We’re going to get you simba, we’re going to get you! MUHAHAHA, MUHAHAHAH, MUHAHAHA!
December 17, 2005 14 Comments
“This is the plan: we will import 135 wild animals from Kenya, or 98% of the total, thus leaving behind only 3 old lions. Then we ship our haul to Bangkok where we will hang them from the rafters and slowly stick hot pins into their paws while depriving them of sleep. We’re going to get you simba, we’re going to get you! MUHAHAHA, MUHAHAHAH, MUHAHAHA!”
Forget corruption, forget political murders, tsunamis and terrorist bombings, there is a new scourge in Kenya: animals are suffering. The speak-to-power members of our ‘civil society’ are as ever ready to step to the breach and put a stop to injustice wherever it rears its ugly head. Word on the street is that in the past few months there have been night vigils held outside Hotel Intercontinental in Nairobi to protest against the sending of Kenyan wildlife to Thailand. Those Thais, you just know that they spend most of their time in Bangkok twirling their little brown thumbs and laughing maniacally as they invent unusual new tortures. Their record speaks for itself. In August 2004, for instance, there was an international uproar – at least among animal welfare groups – when 3 out of 115 orangutans died of pneumonia in a Bangkok zoo. Earlier, 32 ‘frightened, wide-eyed baby orangutans, many hugging each other’ were found in the same ‘cramped private Thai zoo’ (see story here). The zoo owners have much to answer for. There were clearly Crimes Against Primates being carried out on the premises. It might even have been that the 32 babies were being raised to become fighters in Bangkok’s famous orangutan boxing. The cruelty. Oh, the sheer mad, evil genius of it all.

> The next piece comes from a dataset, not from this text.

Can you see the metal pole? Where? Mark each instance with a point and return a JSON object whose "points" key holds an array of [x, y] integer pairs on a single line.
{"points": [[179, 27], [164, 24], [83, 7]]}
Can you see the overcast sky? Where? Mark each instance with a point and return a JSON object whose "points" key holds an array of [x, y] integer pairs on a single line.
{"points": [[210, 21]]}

They came to Nairobi in November to hoodwink us. Taking time off from his busy schedule of trying to deal with a small constitutional matter, declining national life expectancy, hunger, terrorist attacks, widespread crime, official corruption and a failed state just north of the border, our president took time to engage in the sophisticated arena of international geopolitics. Signing a solemn Memorandum of Understanding with Thai Prime Minister Thaskin Shinawatra, President Kibaki earned Kenya a cool 80 million shillings in return for sending the wild animals to a private zoo in Thailand. What was Mr. Shinawatra thinking? I mean c’mon. Clearly, his ambassador to Nairobi had not informed him that MOUs are really not the way to go in State House. But that is a matter for another discussion.
I demand that we require the Thais to sign and ratify the UN Convention Against Torture before Kenya sends animals to them. We do not want any more Abu Ghraibs after all. Imagine, if you have the courage, what fiendish plots our elands, dik dik and hippos could be subjected to. It makes me quail, yet I want to be true to my optimistic nature.
I have a dream that one day my nation will rise up and live out the true meaning of its creed: “We hold these truths to be self-evident: that all elephants, orangutans and little black boys are created equal.” I have a dream that one day on the pavements of the Intercontinental, a great cause shall come to fruition: that the bad people who like doing bad things to wildlife will stop and be good and do good things. I have a dream that one day, one day, that I too shall drive a four wheel drive jeep to the national park, and that there, waiting with open arms, will be a Maasai warrior who shall join with me in sustainably loving nature. From the slopes of Mt Kenya to the palm trees of Lamu, I dream that this land will be emptied of its detritus of selfish humans who have transformed an oasis of noble beasts into a desert sweltering with the rot of poaching and tourism. My friends, I have a dream that our apes, fauna and snakes will one day live in a nation where they will not be judged by the color of their hides or the texture of their scales, but by the amount of conservation funding they attract to our shores. I have a dream today. By any means necessary. Yeah.